You can check the Hamming distance between every pair of these code words is at least 3. Thus, this code can correct up to one error per code word.

Suppose that A, C, G, and T appear with frequencies:

A = 20, C = 10, G = 4, and T = 2. If we used a fixed length binary code without error correction we will be able to send 36 information symbols with 2(36) = 72 bits.

For example, we could use the code:

A = 00

C = 10

G = 01

T = 11

However, by constructing a Huffman code with these frequencies we would get the code:

A = 1

C = 01

G = 001

T = 000

Note that no code word is a prefix of any of the other code words, hence, this code can be decoded unambiguously. Huffman discovered his famous approach to data compression as an "exercise" in a class assigned by Robert Fano (son of Gino Fano, for whom the finite projective plane with 7 points is named) of MIT.

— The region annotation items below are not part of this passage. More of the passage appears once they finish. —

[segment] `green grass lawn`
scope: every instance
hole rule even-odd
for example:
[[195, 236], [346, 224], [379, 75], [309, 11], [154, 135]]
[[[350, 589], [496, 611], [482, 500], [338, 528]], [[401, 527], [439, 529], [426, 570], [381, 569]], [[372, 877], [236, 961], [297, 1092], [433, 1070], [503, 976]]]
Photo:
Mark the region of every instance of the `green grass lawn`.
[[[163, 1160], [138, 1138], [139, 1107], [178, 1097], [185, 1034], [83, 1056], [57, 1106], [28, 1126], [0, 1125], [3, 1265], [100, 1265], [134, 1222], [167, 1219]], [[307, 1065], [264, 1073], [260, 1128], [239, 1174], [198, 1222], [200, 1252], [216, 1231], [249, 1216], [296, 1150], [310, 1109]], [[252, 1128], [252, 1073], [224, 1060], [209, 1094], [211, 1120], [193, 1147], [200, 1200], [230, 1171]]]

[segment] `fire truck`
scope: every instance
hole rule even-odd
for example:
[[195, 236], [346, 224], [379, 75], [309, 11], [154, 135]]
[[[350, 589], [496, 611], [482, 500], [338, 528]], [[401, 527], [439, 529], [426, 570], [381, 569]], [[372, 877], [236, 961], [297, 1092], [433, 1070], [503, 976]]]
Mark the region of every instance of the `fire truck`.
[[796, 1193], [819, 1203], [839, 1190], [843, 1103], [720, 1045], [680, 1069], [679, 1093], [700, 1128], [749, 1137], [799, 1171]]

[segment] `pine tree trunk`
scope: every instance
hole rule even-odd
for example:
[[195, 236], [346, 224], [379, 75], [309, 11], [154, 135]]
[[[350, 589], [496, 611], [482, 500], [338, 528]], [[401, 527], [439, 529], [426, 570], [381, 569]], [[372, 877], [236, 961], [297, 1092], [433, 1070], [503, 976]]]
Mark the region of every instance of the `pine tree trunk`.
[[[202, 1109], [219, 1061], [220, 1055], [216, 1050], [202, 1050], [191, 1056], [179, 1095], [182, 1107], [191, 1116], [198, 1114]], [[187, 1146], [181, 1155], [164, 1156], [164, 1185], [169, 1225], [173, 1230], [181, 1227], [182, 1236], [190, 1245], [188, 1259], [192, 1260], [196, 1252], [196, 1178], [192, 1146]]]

How many bits does this use?

Since A is coded 20 times with one bit, this uses 20 bits; since C is codes 10 times with two bits, this uses 20 bits; since G is coded 4 times with three bits this uses 12 bits; since T is codes 2 times with three bits, this uses 6 bits.

The total is 20 + 20 + 12 + 6 = 58 bits instead of 72 bits. We have saved 14 bits or 14/72 is 7/36.

The way that the message is processed for error correction is to take the four possible pairs of the compressed message: 00, 01, 10, and 11 and code them using 5 bits as shown below:

00 = 11111

01 = 11000

10 = 00100

11 = 00011.

Since the compressed "text" would have 58 bits, there would be 29 pairs (of four potential kinds) each of which could be encoded using 5 bits, which is 145 bits, which is a saving over the uncompressed but error corrected steam of 180 bits. Again, this is a saving of 35/180 bits or 7/36.

Exercises:

1. What is the shortest length possible code words in a fixed length binary code to represent:

i. 56 information symbols
ii. 116 information symbols
iii. upper and lower case English letters, a blank, and all the decimal digits
iv. upper and lower case English letters, a blank, all the decimal digits, and symbols for the colon, the apostrophe, the semi-colon, quotation marks, the comma, the period and the question mark.

2. Design a Huffman code for the following string of decimal digits:

111210000110000133245678992200001100000100000001240055000222000001

How much compression is achieved over the best binary code of fixed length code words?

3. Design a Huffman code for the following text. Be sure to allow for the "blank" and "period" but treat all letters as if they are lower case:

The sly fox jumped over the cheese and eat all of the corn and the wheat.

How much compression is achieved over the best binary code of fixed length code words?